Вот если бы эта сеть, что называется, в хорошем смысле слова, продолжала бы развиваться, если бы больше и больше членов семей этих мобилизованных людей — обманом мобилизованных, по существу, силой. если считать, что эта сила начала к ним применяться тогда, когда к ним стала применяться эта страшная бедность, которая загнала их туда, в это положение, — если бы эта сеть начала развиваться, я бы сказал, что это само по себе чрезвычайно ценно. Может быть, более ценно, чем выход на улицу. На этом этапе, сейчас. Потому что выход на улицу — это обрыв сети. Это моментальная угроза и моментальный риск, почти гарантированный риск для этих людей. А в этой ситуации, знаете, если кусок этой сети оторвали и растоптали, то, значит, в этом направлении эта сеть больше не развивается. Она вот так и останется с таким изъяном, с выемкой. Пусть это развивается во все стороны.

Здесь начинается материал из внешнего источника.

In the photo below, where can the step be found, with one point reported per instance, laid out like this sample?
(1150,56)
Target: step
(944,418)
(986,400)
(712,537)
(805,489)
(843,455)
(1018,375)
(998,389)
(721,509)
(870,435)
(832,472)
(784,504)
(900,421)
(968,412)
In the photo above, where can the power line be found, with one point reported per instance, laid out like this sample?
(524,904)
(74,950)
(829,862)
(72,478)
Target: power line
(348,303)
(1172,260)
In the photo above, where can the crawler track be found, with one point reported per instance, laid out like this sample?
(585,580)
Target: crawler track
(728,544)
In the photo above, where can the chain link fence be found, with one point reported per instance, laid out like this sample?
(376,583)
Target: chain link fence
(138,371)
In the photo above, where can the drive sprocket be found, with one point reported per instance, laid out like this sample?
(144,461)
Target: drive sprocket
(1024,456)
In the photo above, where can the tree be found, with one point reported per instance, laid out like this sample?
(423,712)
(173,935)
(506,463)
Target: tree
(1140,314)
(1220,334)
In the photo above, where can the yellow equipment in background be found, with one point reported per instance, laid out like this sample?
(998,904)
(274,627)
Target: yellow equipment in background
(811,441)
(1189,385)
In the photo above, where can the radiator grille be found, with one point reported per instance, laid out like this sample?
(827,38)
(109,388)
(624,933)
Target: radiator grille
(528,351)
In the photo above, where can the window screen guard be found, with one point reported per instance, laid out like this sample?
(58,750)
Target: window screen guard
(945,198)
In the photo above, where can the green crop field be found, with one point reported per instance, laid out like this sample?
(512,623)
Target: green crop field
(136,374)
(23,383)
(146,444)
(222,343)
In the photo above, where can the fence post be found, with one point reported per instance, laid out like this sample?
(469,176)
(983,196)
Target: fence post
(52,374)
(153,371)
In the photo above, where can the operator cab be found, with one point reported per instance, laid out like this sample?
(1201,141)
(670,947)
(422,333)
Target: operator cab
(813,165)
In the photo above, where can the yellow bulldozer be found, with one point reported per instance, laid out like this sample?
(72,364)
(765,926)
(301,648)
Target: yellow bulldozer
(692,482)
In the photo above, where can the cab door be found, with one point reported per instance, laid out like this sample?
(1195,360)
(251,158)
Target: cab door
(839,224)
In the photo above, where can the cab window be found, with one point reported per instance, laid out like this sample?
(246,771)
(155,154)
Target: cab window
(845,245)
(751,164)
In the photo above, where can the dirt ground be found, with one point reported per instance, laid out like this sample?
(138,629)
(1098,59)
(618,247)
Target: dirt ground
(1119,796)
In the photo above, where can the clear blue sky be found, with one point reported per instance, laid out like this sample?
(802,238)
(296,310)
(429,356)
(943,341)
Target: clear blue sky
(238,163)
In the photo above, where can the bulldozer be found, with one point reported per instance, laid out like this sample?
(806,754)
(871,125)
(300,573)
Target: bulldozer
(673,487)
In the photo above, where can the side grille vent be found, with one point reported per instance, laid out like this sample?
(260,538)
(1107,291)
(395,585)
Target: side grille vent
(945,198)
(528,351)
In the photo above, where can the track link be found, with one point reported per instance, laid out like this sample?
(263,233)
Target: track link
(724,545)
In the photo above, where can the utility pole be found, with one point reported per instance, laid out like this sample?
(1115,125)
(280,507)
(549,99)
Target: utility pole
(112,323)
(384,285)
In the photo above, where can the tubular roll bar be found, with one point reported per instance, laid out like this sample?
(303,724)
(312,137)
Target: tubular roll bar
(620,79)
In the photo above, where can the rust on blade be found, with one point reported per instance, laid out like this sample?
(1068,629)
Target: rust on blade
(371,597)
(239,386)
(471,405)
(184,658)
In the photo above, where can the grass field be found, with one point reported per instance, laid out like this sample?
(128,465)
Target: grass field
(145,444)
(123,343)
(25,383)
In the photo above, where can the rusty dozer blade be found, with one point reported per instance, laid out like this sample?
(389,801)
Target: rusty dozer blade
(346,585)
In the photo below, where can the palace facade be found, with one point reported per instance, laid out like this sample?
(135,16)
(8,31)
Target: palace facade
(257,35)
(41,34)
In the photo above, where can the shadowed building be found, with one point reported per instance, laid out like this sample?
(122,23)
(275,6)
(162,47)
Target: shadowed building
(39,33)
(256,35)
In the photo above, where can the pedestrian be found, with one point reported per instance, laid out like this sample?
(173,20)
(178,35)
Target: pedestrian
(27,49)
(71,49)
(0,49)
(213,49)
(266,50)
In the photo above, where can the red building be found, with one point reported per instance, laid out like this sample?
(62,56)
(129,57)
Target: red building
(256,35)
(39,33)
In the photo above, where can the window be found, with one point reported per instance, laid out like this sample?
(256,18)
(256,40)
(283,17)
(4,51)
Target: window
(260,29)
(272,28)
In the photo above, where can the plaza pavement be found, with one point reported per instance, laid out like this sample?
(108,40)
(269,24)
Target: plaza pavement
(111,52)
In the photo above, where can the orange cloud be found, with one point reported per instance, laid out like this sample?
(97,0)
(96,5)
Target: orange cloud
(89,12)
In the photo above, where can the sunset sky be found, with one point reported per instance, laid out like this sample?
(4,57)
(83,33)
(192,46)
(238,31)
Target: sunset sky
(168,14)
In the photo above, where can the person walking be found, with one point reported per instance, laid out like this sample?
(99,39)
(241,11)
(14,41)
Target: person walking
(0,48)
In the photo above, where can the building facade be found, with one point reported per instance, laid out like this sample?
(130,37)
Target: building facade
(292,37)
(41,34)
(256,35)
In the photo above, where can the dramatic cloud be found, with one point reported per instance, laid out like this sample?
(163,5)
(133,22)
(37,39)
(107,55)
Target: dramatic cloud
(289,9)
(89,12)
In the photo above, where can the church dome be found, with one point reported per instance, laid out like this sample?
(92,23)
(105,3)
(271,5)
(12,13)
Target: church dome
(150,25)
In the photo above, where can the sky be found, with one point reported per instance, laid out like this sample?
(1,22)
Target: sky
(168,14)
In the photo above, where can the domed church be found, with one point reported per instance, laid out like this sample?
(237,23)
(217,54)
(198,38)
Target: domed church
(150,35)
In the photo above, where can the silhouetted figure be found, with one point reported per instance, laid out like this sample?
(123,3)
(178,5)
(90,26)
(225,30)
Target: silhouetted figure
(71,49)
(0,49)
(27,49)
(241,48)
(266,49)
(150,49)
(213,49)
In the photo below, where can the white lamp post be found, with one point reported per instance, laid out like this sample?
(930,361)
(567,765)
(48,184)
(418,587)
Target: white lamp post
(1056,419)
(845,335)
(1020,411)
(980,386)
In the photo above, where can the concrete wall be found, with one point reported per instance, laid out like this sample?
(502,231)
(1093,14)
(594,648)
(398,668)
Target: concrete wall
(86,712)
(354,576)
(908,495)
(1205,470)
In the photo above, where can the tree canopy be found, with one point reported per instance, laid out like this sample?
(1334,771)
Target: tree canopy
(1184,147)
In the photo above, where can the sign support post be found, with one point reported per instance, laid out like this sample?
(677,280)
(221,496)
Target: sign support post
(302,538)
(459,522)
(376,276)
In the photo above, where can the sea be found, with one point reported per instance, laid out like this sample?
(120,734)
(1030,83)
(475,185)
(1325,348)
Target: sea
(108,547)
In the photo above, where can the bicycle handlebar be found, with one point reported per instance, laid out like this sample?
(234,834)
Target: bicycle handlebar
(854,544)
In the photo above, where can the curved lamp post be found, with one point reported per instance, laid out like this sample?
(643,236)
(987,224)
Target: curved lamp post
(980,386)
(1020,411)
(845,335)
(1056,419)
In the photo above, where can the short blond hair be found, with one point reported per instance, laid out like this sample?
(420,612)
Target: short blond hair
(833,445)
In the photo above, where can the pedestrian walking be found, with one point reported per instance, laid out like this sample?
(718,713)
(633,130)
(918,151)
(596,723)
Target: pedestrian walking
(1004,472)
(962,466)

Я здесь призвал бы разного рода политиков не настаивать на этом и не гнать этих людей под дубинки, под уголовные статьи, под задержания, аресты, суды, посадки и всякое прочее. Потому что сейчас очень важно развитие этого процесса. Пусть какое-то количество людей начнет это понимать. Потому что ведь мы много раз с вами про это говорили и это действительно остается очень важным — что вся эта инфраструктура войны развивается тем лучше, чем меньше у людей связей. Чем более они разобщены, чем больше они боятся друг друга, чем меньше они доверяют друг другу.
И именно поэтому эта мобилизация происходит по большей части вдалеке от больших городов. И кстати, именно поэтому именно в больших городах, в частности, в Москве, появляются какие-то первые признаки существования, самопроизвольного создания вот этой внутренней структуры солидарности в обществе. Появляется где? В больших городах, где существуют социальные связи, где больше общественных институтов, выражаясь таким научным языком. где люди имеют поводы и имеют привычку, практику больше общаться между собой, создавать какие-то вот такие общественные объединения.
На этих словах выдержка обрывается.